Stephanie stopped. She tried to turn around, but Kurt shoved her forward with such force that she fell. Unable to put her hands out to break her fall, she landed on her shoulder, scraping her cheek on the cement floor. A moment later, he lifted her like a rag doll by grabbing a handful of her lab coat and blouse in the middle of her back. Once she was upright, he propelled her forward. Stephanie reconciled herself to walking. She recognized resisting was going to invite immediate disaster.
“I demand to speak to Dr. Wingate and Dr. Saunders,” Stephanie said, in a second attempt to be authoritative. Her fears were mounting as she wondered where this man was taking h
er. The damp warmth of the corridor suggested it was subterranean.
“In due course,” Kurt said, with a lecherous laugh that gave Stephanie a shiver.
It didn’t take Stephanie long before she guessed they were traveling in the same direction as the arcaded walkway that connected the laboratory building with the administration building. They just happened to be underground. Within a few minutes, they came to a regular, insulated fire door. When Kurt opened it, she saw that her assumption was correct. They were in the admin building basement. Stephanie remembered it from when she and Daniel got their IDs. With some relief, she now guessed they were heading to the security office, which also was soon confirmed.
“Down the hall!” Kurt commanded when they entered his office. He stayed behind her, out of her sight.
Stephanie passed a partially open door and caught a glimpse of a wall of television monitors. Kurt urged her on. At the end of the corridor, she stopped.
“You’ll notice we have a jail cell to the left and a bedroom to the right,” Kurt said mockingly. “It’s your choice.”
Stephanie didn’t answer. Instead, she stepped into the open cell. Kurt swung the barred door shut. It locked with a click that echoed off the concrete walls.
“What about the handcuffs?” Stephanie demanded.
“It’s best they are left on,” Kurt said. His cruel, thin-lipped smile had returned. “It’s for safety’s sake. The management doesn’t look kindly on prisoners doing themselves in.” Kurt laughed again. It was obvious he was enjoying himself.

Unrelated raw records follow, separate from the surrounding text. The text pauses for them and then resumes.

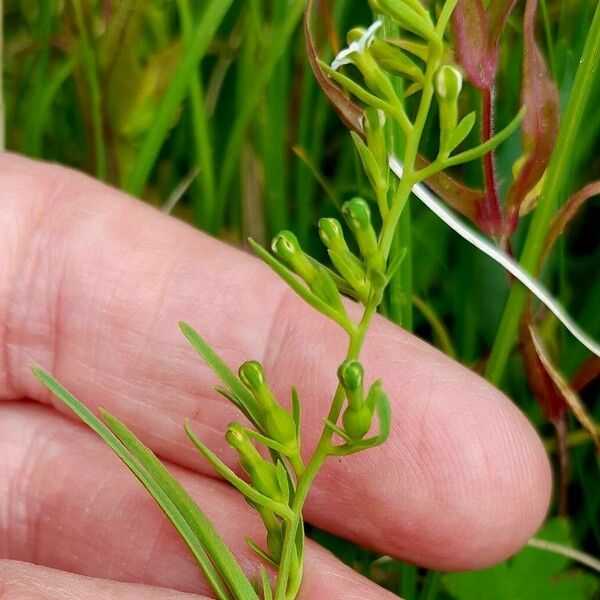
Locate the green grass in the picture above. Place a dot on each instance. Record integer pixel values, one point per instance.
(223, 89)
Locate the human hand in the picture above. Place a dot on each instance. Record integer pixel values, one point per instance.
(92, 284)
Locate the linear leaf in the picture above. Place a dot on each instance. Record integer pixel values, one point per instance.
(224, 373)
(160, 497)
(216, 548)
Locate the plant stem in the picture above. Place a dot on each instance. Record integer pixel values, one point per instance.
(492, 213)
(552, 194)
(400, 286)
(315, 463)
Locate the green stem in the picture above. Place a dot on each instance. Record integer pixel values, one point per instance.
(552, 194)
(400, 286)
(314, 465)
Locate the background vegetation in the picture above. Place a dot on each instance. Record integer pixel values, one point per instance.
(214, 113)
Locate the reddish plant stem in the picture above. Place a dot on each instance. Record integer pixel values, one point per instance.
(560, 427)
(491, 216)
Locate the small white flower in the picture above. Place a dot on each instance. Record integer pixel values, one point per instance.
(359, 46)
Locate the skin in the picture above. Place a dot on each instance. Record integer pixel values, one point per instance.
(92, 284)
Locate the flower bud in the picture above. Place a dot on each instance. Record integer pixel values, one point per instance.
(357, 421)
(277, 422)
(332, 235)
(350, 375)
(348, 265)
(280, 426)
(275, 532)
(286, 247)
(448, 85)
(358, 215)
(394, 61)
(262, 473)
(253, 377)
(409, 14)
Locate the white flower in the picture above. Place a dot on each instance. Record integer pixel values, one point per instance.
(358, 46)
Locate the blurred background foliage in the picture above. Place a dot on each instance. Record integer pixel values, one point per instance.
(210, 109)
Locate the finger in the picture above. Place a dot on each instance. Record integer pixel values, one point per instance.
(26, 581)
(67, 502)
(94, 285)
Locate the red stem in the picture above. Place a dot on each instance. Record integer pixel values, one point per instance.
(491, 212)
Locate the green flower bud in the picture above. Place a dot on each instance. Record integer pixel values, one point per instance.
(358, 215)
(348, 265)
(448, 85)
(409, 14)
(262, 473)
(280, 426)
(332, 235)
(253, 377)
(357, 421)
(274, 533)
(286, 247)
(277, 423)
(393, 60)
(350, 375)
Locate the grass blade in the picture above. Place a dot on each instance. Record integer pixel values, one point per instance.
(206, 29)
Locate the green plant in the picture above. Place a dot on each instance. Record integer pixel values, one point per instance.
(277, 488)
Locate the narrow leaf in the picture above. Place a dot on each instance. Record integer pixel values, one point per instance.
(300, 289)
(220, 554)
(244, 488)
(459, 135)
(212, 359)
(160, 497)
(260, 552)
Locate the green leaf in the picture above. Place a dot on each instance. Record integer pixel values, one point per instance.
(217, 549)
(533, 574)
(300, 289)
(239, 395)
(166, 503)
(207, 26)
(296, 411)
(459, 135)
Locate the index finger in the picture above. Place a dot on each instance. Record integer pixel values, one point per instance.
(93, 284)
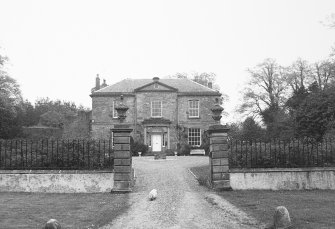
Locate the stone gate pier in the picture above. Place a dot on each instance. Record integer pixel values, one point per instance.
(218, 159)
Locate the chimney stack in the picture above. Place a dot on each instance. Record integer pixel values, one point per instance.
(97, 82)
(104, 84)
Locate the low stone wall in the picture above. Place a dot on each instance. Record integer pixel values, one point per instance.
(55, 181)
(282, 179)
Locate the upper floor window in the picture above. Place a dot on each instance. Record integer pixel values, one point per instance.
(156, 108)
(193, 108)
(194, 136)
(114, 111)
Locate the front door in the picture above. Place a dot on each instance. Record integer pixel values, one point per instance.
(156, 140)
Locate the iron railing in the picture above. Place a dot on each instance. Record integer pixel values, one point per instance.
(56, 154)
(276, 153)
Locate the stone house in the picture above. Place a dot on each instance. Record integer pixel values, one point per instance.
(162, 112)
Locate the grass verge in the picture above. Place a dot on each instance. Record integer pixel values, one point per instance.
(33, 210)
(308, 209)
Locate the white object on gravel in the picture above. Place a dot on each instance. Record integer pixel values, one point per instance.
(52, 224)
(153, 194)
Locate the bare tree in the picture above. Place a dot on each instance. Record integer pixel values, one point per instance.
(299, 75)
(265, 89)
(324, 73)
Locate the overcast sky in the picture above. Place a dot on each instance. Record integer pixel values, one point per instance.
(56, 48)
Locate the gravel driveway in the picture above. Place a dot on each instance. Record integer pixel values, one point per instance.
(181, 202)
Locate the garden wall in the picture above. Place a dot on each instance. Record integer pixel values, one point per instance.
(56, 181)
(283, 179)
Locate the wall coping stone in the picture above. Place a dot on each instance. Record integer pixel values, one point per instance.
(218, 129)
(265, 170)
(54, 171)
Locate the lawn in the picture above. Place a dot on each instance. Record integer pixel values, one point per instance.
(33, 210)
(308, 209)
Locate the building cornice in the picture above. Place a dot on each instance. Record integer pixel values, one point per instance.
(111, 94)
(130, 94)
(199, 94)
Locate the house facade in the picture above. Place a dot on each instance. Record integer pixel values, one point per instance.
(162, 112)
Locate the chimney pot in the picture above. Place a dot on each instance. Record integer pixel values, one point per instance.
(155, 79)
(97, 82)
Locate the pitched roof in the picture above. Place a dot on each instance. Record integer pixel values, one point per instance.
(182, 85)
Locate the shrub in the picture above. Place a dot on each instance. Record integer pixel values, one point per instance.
(169, 152)
(184, 149)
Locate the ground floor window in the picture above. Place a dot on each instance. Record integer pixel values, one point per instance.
(194, 136)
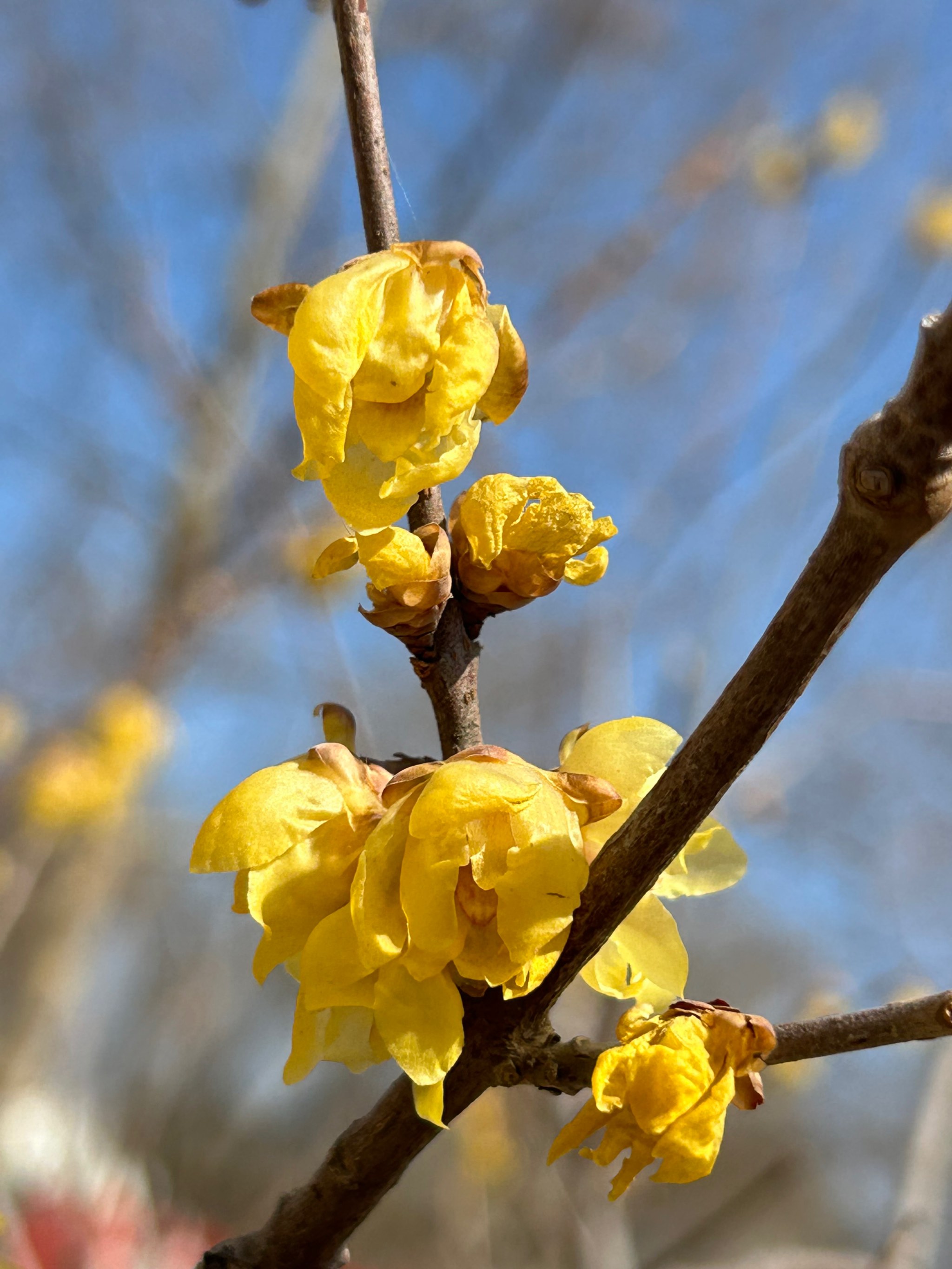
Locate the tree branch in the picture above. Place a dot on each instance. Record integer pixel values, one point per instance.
(895, 485)
(568, 1066)
(449, 673)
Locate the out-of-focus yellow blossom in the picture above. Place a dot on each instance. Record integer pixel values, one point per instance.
(931, 221)
(469, 881)
(645, 958)
(779, 168)
(398, 358)
(409, 578)
(515, 540)
(489, 1150)
(13, 729)
(292, 833)
(850, 129)
(80, 778)
(664, 1092)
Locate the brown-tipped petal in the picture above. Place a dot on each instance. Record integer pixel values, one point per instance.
(748, 1092)
(277, 306)
(598, 796)
(339, 724)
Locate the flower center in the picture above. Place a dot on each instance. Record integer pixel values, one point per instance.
(480, 905)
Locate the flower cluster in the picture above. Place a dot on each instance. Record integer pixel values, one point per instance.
(91, 776)
(398, 359)
(388, 898)
(664, 1092)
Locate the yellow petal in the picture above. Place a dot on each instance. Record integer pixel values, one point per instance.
(428, 1102)
(711, 861)
(512, 375)
(336, 557)
(544, 879)
(394, 557)
(294, 894)
(466, 361)
(428, 895)
(332, 970)
(690, 1146)
(407, 339)
(588, 1120)
(264, 816)
(644, 960)
(389, 430)
(625, 752)
(375, 895)
(355, 490)
(588, 570)
(446, 458)
(422, 1023)
(333, 330)
(323, 425)
(463, 791)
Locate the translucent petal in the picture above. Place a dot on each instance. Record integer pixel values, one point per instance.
(331, 962)
(323, 427)
(375, 895)
(463, 791)
(512, 375)
(422, 1023)
(644, 960)
(428, 1102)
(588, 1120)
(428, 894)
(690, 1146)
(336, 557)
(355, 490)
(389, 430)
(588, 570)
(407, 339)
(625, 752)
(711, 861)
(544, 879)
(393, 557)
(466, 361)
(266, 815)
(333, 330)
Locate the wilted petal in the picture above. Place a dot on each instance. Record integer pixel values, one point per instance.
(422, 1023)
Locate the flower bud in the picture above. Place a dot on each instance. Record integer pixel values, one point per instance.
(515, 540)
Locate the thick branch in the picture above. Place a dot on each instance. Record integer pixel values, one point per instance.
(894, 488)
(568, 1066)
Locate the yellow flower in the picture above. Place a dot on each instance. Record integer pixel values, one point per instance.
(398, 358)
(515, 540)
(664, 1092)
(469, 881)
(409, 578)
(89, 777)
(645, 958)
(292, 833)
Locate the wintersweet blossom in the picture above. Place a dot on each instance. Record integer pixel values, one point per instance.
(469, 881)
(515, 540)
(89, 776)
(398, 359)
(645, 958)
(408, 578)
(664, 1092)
(294, 834)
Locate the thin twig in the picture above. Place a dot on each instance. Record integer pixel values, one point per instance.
(895, 485)
(568, 1066)
(449, 672)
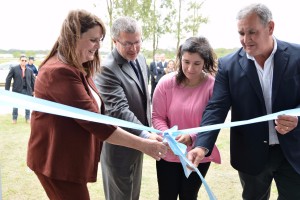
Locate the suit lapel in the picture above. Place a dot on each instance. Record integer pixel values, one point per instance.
(126, 68)
(280, 65)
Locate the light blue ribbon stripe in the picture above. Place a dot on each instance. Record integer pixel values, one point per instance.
(27, 102)
(41, 105)
(273, 116)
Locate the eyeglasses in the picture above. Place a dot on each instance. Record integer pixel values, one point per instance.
(127, 45)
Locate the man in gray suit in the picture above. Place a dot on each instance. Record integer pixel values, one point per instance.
(122, 83)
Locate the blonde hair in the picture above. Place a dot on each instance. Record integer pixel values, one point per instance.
(77, 22)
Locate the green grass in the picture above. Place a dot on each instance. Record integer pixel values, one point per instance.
(20, 183)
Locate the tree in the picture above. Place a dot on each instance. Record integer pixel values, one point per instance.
(193, 21)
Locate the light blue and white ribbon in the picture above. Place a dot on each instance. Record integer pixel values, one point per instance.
(13, 99)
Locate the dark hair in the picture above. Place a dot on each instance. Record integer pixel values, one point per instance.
(201, 46)
(76, 23)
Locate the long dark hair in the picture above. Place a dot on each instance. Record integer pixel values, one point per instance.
(201, 46)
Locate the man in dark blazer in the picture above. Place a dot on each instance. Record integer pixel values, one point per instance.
(153, 73)
(161, 67)
(122, 84)
(261, 78)
(23, 82)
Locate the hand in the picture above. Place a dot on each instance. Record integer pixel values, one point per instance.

He started to turn back up the corridor but hesitated. Instead, he came back to stare in at Stephanie. “You’ve got a head in there, so feel free to use it. Don’t let me bother you.”
Stephanie turned to glance at the toilet. Not only was it completely exposed; it didn’t even have a seat. She looked back at Kurt and glared. “I want to see Dr. Wingate and Dr. Saunders immediately.”